The BBC played a risky game with this short series. Aimed very directly at the people that love Doctor Who, they built it up to be something enormous. Steven Moffatt spent a lot of time raving about it on Twitter, and between him and Mark Gatiss, interviews, blog posts and adverts, it was hard to escape from the glare of the descending Sherlock.
When it finally arrived, it turns out, the risk was absolutely worth it. Written to perfection, with a fine story and strong (as ever) dialogue, plus two extremely well-chosen actors in place, it’s hard to see where this episode could have been improved upon.
Starting with Watson is important. He is our in. John Watson is very sweet, damaged by war, desperate for action, ultimately a good guy. He needs somewhere to live. He bumps into someone who knows someone, and thus we (and John) are introduced to Sherlock.
It’s hard to know what to make of someone when your first glimpse of them involves a riding crop. The lab girl clearly likes him (although I still see her as that nurse out of Casualty), and I really liked the thing with the lipstick, as miniscule a part of the episode as that was.
So, Sherlock has John all sussed out, and the best sequence of the entire episode plays out for us – SH explains how he came to his conclusions about Watson, impressing his new friend, but he gets one bit wrong. Already this has set them up to have a great relationship.
The police have a case on their hands, and Sherlock is interfering via text message. This is no deer-stalker rip-off of some classic literature. This is Sherlock, similar but changed, crafted into something new and almost painfully modern.
What is it about the exceedingly clever but vulnerable male that grabs the nation’s hearts? The Doctor is an alien, doesn’t fit in, tries to reach out to humans but is always left a little bemused – as they are to him. Sherlock describes himself as a “high-functioning sociopath”, clearly unable to understand why people find him baffling, whilst simultaneously wondering what on earth goes through these human heads. Even someone as remote as Superman fits the “male, good sense of humour, high intelligence, eager to save the planet, seeks human to explain this crazy world” criteria. Whatever it is, it sure is popular on our TV screens.

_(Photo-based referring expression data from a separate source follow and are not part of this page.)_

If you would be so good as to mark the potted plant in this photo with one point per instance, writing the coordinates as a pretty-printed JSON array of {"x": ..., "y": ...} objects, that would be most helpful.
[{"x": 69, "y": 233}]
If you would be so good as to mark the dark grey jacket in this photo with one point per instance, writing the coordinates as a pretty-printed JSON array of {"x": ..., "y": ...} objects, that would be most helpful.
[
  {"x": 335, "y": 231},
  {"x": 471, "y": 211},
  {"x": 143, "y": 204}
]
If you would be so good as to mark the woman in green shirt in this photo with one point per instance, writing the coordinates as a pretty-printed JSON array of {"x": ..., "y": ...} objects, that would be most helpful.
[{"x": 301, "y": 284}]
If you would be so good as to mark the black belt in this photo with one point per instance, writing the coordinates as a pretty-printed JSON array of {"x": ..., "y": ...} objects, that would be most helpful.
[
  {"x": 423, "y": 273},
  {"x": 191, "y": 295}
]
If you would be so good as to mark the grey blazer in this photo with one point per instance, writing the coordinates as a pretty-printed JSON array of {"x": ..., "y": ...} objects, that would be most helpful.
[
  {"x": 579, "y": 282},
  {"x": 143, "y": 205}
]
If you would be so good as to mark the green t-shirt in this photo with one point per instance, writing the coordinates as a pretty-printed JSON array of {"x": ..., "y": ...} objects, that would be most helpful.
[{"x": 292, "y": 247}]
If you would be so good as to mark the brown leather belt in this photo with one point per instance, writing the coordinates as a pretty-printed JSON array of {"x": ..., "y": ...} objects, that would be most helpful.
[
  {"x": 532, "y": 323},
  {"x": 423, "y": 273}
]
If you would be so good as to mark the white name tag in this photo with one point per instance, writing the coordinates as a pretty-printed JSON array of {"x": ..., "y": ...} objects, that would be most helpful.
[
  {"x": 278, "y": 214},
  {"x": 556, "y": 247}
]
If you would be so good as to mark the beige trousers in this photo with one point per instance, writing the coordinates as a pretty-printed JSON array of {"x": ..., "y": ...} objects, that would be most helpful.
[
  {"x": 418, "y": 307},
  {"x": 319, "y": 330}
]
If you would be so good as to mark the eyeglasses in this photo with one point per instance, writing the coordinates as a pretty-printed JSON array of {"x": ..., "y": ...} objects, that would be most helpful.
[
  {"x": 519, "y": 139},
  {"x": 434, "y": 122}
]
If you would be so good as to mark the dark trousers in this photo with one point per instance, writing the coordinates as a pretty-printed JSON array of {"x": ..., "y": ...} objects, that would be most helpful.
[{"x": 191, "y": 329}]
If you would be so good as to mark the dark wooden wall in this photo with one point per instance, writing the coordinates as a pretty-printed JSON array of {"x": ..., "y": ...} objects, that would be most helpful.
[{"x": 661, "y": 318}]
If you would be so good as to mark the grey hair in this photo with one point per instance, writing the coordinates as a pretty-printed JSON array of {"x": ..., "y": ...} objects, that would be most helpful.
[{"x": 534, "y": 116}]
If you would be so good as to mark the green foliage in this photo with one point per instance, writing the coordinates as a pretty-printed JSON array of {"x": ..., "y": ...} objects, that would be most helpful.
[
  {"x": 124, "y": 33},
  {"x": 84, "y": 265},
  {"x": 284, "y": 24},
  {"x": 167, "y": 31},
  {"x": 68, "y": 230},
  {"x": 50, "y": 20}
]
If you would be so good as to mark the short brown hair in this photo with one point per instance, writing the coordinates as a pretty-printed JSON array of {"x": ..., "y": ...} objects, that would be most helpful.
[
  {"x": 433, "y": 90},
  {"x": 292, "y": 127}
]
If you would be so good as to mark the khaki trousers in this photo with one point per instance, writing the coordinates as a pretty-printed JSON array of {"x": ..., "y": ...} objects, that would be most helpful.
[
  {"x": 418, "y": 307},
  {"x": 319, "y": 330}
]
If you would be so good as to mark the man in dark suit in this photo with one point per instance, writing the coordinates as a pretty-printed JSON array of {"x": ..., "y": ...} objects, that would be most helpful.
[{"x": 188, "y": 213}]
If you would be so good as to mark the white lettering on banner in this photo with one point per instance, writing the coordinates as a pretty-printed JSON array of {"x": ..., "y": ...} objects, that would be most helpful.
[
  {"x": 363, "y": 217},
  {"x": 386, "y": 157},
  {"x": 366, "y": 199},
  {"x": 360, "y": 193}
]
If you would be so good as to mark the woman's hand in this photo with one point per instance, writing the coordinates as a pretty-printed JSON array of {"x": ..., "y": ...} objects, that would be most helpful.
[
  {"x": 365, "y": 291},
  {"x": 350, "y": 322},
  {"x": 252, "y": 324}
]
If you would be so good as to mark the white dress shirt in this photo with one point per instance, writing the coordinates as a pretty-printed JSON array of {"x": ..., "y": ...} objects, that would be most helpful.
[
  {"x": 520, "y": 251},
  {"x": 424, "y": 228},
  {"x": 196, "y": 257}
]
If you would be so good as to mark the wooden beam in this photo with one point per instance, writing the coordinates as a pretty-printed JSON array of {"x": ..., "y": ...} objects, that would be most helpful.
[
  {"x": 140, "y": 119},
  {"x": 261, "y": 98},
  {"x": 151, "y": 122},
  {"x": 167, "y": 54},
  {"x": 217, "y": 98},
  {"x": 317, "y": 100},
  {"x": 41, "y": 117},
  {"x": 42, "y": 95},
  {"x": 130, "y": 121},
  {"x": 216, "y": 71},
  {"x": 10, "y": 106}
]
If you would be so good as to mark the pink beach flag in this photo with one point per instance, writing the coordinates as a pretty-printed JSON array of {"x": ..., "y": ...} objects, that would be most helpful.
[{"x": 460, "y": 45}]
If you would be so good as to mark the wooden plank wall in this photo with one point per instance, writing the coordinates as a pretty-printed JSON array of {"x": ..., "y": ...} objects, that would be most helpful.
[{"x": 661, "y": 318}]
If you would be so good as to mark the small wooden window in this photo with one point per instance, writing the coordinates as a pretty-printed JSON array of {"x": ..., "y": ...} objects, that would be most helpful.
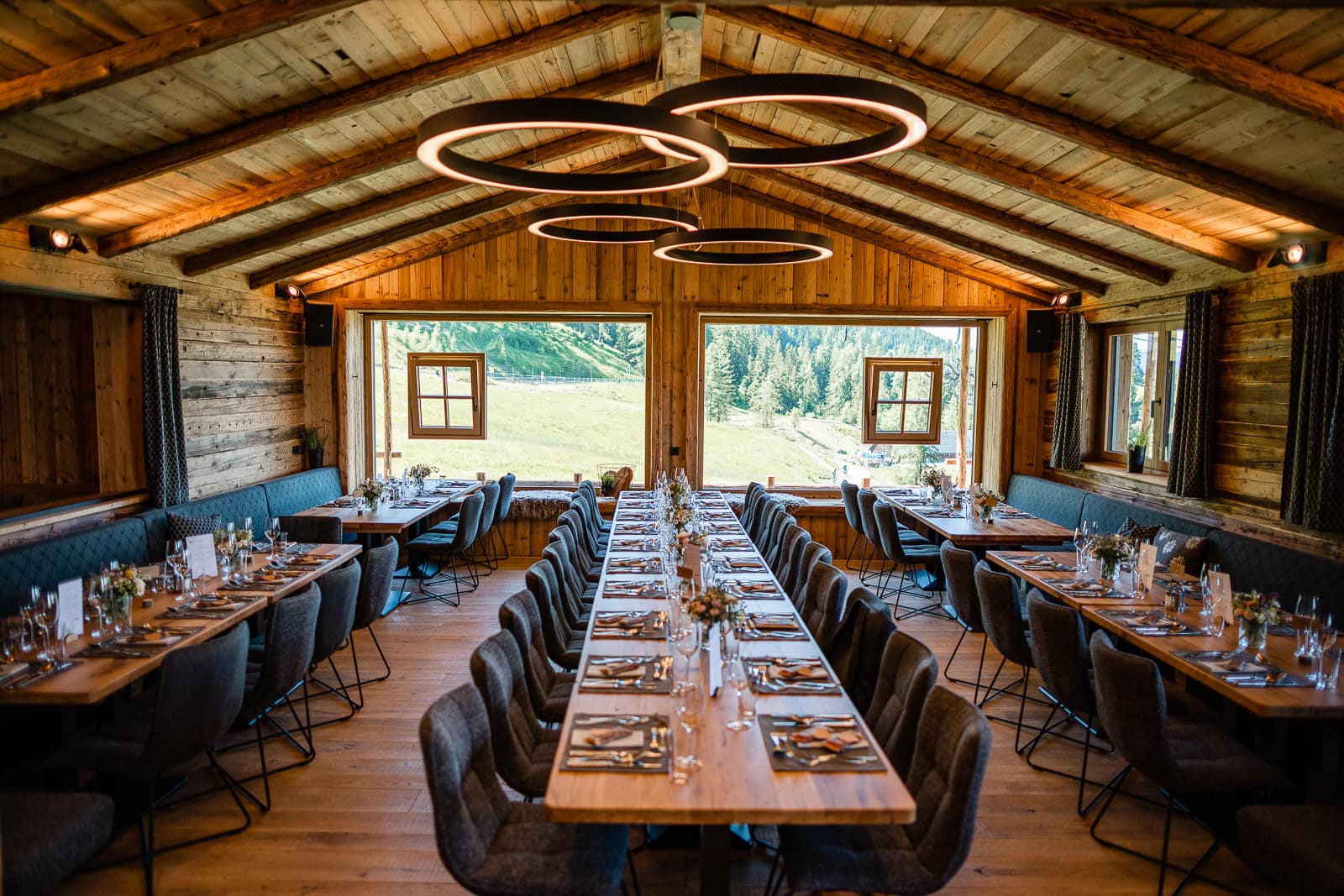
[
  {"x": 902, "y": 399},
  {"x": 447, "y": 396}
]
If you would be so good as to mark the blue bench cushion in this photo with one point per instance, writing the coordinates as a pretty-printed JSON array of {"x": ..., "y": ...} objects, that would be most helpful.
[
  {"x": 302, "y": 490},
  {"x": 1061, "y": 504},
  {"x": 69, "y": 557}
]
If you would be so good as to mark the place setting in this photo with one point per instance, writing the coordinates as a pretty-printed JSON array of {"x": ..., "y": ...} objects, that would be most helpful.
[
  {"x": 635, "y": 743},
  {"x": 643, "y": 674},
  {"x": 819, "y": 741}
]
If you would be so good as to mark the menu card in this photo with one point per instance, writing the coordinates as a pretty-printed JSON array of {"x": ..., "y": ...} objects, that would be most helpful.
[
  {"x": 69, "y": 609},
  {"x": 202, "y": 548}
]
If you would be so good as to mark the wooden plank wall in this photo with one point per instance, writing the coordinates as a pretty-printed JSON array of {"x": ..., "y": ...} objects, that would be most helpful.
[
  {"x": 521, "y": 273},
  {"x": 1253, "y": 376},
  {"x": 242, "y": 358}
]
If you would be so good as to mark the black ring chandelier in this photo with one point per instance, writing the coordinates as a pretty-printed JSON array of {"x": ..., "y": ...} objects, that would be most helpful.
[
  {"x": 873, "y": 96},
  {"x": 797, "y": 246},
  {"x": 553, "y": 222},
  {"x": 703, "y": 149}
]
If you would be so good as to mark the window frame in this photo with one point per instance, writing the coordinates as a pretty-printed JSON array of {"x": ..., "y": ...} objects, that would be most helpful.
[
  {"x": 1162, "y": 328},
  {"x": 873, "y": 371},
  {"x": 416, "y": 427}
]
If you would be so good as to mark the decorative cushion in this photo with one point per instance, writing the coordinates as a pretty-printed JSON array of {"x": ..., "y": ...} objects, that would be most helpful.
[
  {"x": 1131, "y": 530},
  {"x": 1189, "y": 548},
  {"x": 183, "y": 527}
]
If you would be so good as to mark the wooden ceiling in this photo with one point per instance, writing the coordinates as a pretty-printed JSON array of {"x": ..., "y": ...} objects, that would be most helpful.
[{"x": 1068, "y": 147}]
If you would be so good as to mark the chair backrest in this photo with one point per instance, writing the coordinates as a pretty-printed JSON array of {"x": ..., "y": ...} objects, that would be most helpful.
[
  {"x": 1132, "y": 705},
  {"x": 1059, "y": 647},
  {"x": 850, "y": 497},
  {"x": 490, "y": 503},
  {"x": 958, "y": 570},
  {"x": 823, "y": 602},
  {"x": 1001, "y": 614},
  {"x": 506, "y": 501},
  {"x": 905, "y": 679},
  {"x": 201, "y": 691},
  {"x": 855, "y": 652},
  {"x": 336, "y": 614},
  {"x": 289, "y": 647},
  {"x": 378, "y": 566},
  {"x": 470, "y": 804},
  {"x": 318, "y": 530},
  {"x": 952, "y": 752},
  {"x": 522, "y": 618},
  {"x": 515, "y": 730},
  {"x": 470, "y": 521},
  {"x": 813, "y": 553}
]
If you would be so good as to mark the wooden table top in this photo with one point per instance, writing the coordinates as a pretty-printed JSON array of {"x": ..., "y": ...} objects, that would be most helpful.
[
  {"x": 969, "y": 532},
  {"x": 1270, "y": 703},
  {"x": 393, "y": 520},
  {"x": 93, "y": 680},
  {"x": 737, "y": 782}
]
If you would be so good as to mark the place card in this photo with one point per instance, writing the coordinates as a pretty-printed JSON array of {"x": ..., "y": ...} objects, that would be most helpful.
[{"x": 202, "y": 548}]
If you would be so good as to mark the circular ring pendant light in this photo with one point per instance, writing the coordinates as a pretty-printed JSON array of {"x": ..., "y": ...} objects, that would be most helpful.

Regardless of steretype, the new Sherlock keeps on breaking the bonds of his literary counter-part. He uses umpteen nicotine patches instead of drugs. He sends text messages to a distant Watson just because he is bored. John himself blogs instead of writing the books we know and love. The blog actually exists, and whilst it is interesting to read, I wonder if it is entirely necessary. The only bit I particularly enjoy is seeing Sherlock’s responses.
The story for this opener is supremely strong. A string of suicides seem unconnected, but are eventually tracked down to a serial killer. Sherlock, and his new found friend, investigate at a rapid pace, all the while finding out about each other. Watson learns that he doesn’t need to walk with a stick, and Sherlock learns… well, actually he just has a jolly good time.
The police and their attitudes towards their “consulting detective” show frustration but a grudging respect. Without him, they would be nowhere, but with him, they are running around without a clue as well. I must say, I guessed that it involved taxis from quite early on, and I was a little disappointed when the police realised the phone was in the property but didn’t connect it with the cabbie no one ordered walking up the stairs.
I do not claim to have figured it all out, though, not by a long shot. Using the on screen text to give an insight into what Sherlock is seeing was a great idea – it allowed us in but didn’t spoil his big reveals. So what if her coat is wet? Oh right, yes, that means she came from Cardiff. Duh.
The big showdown was also great. Sherlock can’t resist playing the game, and in the end, he needs his friend to save him/stop him (echoes of the Doctor here too). He also shows a quite disturbing side when trying to get the name of the mastermind behind it all. Moriarty. He is the big bad.
A great story and great casting. Una Stubbs is inspired, by the way, even if she only has a tiny part in it. Martin Freeman plays the straight man well, just like he did in The Office. And Benedict, what to say about him? He clearly has the greatest name ever, and immediately people were wondering why he hadn’t been cast as Doctor Who. He has that great flippant yet loveable thing going on. There were reports that he had been in talks for the DW role, but didn’t like the idea of being on people’s lunchboxes. Why is this such a big deal? If he had been Doctor Who, he wouldn’t have been Sherlock, and I am more than happy with the way things have turned out.
We’ve got an excellent Sherlock and a strong John. The relationship between the two is set for great things, it’s just a hope that the stories are strong enough to hold them up.